Dojo’s fun student avatars and user-friendly interface make this free platform an excellent online tool for communication.
Remind is another free and easy-to-use method of communication. This sharing platform can be downloaded to laptops, phones, or tablets, and sends messages to student contacts in real-time.
Remind is a great way to quickly communicate important information, with options for messaging the entire school, a single classroom, or individual parents and guardians. Documents, pictures, and other files can be attached to messages, and announcements can be scheduled ahead of time.
One of the cool things I really like about Remind is that it also translates into almost 100 languages, making it a smooth process to contact families from different backgrounds. Remind technology also ensures that messages are sent to all phone numbers, including flip phones.
Another feature Remind has that I like is it lets you use read receipts so you can see who’s actually reading your messages.
Google Classroom is one of the easiest ways to convey information to students and families online. GC is easy to set up and syncs seamlessly with your Gmail account, making it convenient to keep track of messages, assignments, homework, and more.

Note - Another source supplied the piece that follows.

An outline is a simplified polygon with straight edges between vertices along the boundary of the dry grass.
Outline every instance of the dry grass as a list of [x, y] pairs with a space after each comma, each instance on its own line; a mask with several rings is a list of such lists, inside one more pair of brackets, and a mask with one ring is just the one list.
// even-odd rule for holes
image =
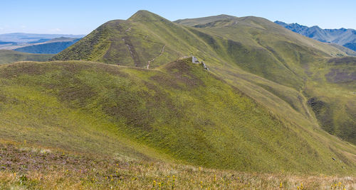
[[355, 177], [217, 170], [9, 142], [0, 150], [1, 189], [356, 189]]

I appreciate that its interface is intuitive and user-friendly, making it super easy for both seasoned educators and those less familiar with digital tools to get up to speed.

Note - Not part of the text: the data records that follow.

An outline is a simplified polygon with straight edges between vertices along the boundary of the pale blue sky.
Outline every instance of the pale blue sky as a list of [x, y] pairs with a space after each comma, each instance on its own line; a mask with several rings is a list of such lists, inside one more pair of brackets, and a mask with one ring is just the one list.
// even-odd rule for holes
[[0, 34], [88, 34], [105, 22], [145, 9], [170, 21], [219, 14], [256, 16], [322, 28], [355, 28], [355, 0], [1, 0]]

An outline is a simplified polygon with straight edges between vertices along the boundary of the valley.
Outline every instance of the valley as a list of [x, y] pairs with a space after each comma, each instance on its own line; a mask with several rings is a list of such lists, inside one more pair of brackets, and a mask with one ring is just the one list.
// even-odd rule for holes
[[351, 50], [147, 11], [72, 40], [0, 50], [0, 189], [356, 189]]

This ease of use also extends to its integration with a number of different apps and websites, which lets you use more resources and activities for classroom use.
While basic Google Classroom is free, users can also opt to pay for a more sophisticated version.
Google Classroom is divided into Stream, Classwork, People, and Grades tabs. In the Stream, teachers can post announcements and send reminders to their class. Teachers have the option to allow students to make comments on posts, too.
In the Classwork section, teachers can create individual or group assignments to be completed during class or asynchronously. Google docs, Powerpoints, e-Books, videos, links, and other resources can be attached to assignments.
The People tab includes all students, teachers, and parents with access to the Google Classroom. Easily add or remove class participants to keep your classroom updated.
In Grades, teachers can tabulate points for assignments and calculate grade point averages. Teachers, parents, and students can also view any incomplete work, which helps everyone stay on track.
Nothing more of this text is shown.